Wednesday, July 9, 2008

Badge of Honor

In this ever shrinking world the accent is a badge of honor. It says "yes I can participate in the universal currency of language, but when I go home I have a secret code common to only me and my countrymen."In my travels I have strained to hear past this badge of honor to hear traces of my native English more times than I can count. English comes in so many colorful influxes fashioned by so many lips, slung from the umlauts, diphthongs, and tongue clacking consonants that link the speaker back to all parts of the world.
Here I am proud to show my American accent. I walk up to a clerk and brandish my American English. Immediately the clerk knows I am traveling and my country is one of the wealthy ones. He knows Obama might be my next president. He knows I might not understand his vernacular, but save some repeated phrases communication is possible. And he knows that if no one is around to verify his lies he can screw me out of a couple hundred shillings (note: the exchange rate is 65 cents to 100 shillings). The theft is probably justified as vendor tax.
You come into a country and are immediately unarmed by your accent (sometimes your color), and you are forced to pay the tax of ignorance. You ask how much something costs or if the service is free.
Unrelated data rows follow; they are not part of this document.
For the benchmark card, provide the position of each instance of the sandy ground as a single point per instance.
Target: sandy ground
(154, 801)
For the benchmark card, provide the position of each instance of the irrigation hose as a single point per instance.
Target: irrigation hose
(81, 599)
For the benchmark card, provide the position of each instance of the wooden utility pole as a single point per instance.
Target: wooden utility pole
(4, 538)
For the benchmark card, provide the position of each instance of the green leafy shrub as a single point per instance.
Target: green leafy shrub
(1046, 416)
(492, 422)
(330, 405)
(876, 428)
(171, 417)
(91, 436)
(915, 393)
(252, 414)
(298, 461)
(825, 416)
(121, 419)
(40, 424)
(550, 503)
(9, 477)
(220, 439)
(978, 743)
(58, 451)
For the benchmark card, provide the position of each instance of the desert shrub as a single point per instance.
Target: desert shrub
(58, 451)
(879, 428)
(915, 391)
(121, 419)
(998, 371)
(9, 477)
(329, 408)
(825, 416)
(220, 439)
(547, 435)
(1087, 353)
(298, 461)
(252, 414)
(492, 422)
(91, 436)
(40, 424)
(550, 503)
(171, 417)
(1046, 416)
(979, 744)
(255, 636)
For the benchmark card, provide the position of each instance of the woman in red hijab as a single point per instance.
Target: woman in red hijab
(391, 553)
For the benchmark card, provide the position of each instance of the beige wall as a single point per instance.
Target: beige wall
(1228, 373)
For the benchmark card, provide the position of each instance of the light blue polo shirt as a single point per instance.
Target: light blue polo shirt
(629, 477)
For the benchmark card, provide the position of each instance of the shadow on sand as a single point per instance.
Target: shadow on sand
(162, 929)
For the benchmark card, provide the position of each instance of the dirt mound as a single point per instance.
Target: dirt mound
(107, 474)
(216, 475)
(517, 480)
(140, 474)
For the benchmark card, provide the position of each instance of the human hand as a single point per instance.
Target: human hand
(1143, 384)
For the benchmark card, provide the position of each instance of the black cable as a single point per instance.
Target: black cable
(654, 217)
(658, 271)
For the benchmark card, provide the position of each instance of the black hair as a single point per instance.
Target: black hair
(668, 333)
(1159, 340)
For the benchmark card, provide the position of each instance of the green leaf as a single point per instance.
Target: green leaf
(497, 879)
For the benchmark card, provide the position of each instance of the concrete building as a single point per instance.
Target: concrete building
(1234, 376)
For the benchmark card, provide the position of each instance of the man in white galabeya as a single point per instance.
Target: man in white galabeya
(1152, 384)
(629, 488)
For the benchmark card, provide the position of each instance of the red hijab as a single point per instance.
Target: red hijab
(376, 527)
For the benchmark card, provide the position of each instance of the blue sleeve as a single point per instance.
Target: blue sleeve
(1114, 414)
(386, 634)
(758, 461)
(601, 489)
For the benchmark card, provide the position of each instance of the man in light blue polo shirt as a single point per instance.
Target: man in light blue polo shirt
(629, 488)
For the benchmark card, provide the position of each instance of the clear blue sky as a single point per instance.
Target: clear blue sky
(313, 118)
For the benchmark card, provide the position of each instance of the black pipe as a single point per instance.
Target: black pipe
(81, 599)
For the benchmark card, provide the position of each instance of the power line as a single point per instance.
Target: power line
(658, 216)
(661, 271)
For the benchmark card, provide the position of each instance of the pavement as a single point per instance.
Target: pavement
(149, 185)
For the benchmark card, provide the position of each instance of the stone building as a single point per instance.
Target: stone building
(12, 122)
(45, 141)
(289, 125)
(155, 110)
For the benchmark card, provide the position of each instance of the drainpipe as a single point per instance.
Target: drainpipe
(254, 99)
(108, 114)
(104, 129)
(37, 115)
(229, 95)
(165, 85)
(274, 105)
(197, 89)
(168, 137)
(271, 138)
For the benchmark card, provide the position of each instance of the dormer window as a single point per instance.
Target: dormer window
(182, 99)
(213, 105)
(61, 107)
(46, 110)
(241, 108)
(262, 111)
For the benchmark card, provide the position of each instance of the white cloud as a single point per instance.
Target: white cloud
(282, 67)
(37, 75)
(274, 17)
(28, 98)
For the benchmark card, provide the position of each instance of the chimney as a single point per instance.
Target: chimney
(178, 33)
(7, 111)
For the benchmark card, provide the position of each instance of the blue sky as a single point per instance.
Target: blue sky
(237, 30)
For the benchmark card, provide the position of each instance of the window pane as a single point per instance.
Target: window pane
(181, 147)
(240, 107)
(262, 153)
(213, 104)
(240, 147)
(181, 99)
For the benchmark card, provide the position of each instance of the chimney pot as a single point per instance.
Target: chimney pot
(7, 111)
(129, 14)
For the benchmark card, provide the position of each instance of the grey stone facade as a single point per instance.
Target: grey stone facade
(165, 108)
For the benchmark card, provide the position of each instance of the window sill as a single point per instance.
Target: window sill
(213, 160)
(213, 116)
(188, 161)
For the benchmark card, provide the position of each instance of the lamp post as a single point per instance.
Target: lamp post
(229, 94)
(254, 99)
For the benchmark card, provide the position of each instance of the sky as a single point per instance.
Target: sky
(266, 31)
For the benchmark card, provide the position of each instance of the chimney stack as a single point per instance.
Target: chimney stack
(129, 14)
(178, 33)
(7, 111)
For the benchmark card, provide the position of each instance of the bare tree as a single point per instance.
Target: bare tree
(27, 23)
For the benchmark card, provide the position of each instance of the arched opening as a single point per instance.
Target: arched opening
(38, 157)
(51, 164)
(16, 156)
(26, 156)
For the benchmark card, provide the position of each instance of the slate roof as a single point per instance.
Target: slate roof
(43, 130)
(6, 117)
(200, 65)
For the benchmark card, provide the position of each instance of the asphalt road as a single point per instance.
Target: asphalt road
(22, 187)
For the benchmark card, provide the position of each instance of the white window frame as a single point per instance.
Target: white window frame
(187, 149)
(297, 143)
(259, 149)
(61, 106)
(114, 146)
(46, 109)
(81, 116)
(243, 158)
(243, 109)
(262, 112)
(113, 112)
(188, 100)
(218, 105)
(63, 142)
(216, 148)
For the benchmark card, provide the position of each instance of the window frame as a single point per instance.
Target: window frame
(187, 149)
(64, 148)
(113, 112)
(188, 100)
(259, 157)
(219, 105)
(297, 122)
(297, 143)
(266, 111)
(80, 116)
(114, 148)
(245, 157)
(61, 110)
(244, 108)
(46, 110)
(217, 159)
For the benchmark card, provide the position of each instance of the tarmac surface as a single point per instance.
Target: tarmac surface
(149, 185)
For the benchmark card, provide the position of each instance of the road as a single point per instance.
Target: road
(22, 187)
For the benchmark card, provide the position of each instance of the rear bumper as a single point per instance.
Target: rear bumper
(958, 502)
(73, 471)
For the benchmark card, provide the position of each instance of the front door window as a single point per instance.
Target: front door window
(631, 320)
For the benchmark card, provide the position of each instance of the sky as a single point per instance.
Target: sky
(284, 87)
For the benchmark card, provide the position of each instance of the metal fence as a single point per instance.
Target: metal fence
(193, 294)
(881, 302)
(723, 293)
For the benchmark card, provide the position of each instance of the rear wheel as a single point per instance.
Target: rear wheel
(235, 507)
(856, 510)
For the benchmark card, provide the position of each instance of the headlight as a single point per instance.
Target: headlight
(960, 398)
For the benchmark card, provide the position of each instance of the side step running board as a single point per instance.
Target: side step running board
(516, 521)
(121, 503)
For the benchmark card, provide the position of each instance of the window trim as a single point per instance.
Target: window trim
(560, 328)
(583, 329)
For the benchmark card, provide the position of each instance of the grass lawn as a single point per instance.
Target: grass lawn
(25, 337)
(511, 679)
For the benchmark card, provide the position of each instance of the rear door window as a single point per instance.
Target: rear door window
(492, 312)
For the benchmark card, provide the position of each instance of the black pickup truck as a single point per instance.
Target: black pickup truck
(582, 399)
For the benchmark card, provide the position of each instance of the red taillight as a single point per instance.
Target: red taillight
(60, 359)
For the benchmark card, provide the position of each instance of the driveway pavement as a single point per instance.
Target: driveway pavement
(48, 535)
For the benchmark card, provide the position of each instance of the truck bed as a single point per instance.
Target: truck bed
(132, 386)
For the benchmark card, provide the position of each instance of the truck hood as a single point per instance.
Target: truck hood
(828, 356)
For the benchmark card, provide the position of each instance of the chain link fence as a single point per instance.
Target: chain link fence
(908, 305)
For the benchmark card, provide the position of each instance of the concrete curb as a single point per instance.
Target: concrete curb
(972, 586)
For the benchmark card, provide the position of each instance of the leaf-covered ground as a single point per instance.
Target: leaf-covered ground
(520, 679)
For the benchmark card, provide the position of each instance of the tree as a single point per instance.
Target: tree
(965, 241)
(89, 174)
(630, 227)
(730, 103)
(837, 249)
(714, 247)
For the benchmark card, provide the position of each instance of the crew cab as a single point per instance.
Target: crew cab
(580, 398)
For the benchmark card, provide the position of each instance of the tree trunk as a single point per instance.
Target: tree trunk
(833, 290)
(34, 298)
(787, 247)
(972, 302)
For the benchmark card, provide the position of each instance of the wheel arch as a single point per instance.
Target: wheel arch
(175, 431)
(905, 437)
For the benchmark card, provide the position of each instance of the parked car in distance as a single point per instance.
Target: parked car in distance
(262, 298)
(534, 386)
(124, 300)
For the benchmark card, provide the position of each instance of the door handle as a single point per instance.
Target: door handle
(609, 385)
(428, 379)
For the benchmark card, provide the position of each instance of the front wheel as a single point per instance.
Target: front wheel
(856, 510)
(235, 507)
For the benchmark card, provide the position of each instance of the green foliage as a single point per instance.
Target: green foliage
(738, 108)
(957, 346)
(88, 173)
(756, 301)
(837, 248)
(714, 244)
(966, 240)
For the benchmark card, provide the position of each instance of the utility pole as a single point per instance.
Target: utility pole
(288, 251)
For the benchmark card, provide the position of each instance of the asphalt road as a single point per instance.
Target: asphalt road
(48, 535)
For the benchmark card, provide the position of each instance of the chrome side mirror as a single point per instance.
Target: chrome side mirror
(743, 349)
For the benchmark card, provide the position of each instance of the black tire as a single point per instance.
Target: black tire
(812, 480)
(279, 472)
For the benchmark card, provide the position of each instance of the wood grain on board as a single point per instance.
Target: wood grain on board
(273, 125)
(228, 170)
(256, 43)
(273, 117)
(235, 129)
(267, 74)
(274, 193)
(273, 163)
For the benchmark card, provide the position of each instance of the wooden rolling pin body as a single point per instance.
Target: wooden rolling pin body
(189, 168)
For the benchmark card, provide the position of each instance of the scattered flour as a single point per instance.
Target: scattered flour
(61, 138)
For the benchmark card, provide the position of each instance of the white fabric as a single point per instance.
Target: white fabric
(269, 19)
Your eyes say "tell me how this works, I'm new here." By your blank trusting look the vendor thinks, "I can see riches in my near future." Then he assures you that everything is fine. And if you can't spot a liar you will soon come to realize that the quiet ones are probably robbing you blind. The less they talk the more they are screwing you. I learned this about 2,000 shillings ago. But it's no skin off their nose. If it weren't for my damn "badge of honor" they wouldn't know my vast level of ignorance in the first place.

1 comment:

Carlos said...

Sooooo True. Those people will rob you of your pocket lint, watch out!!!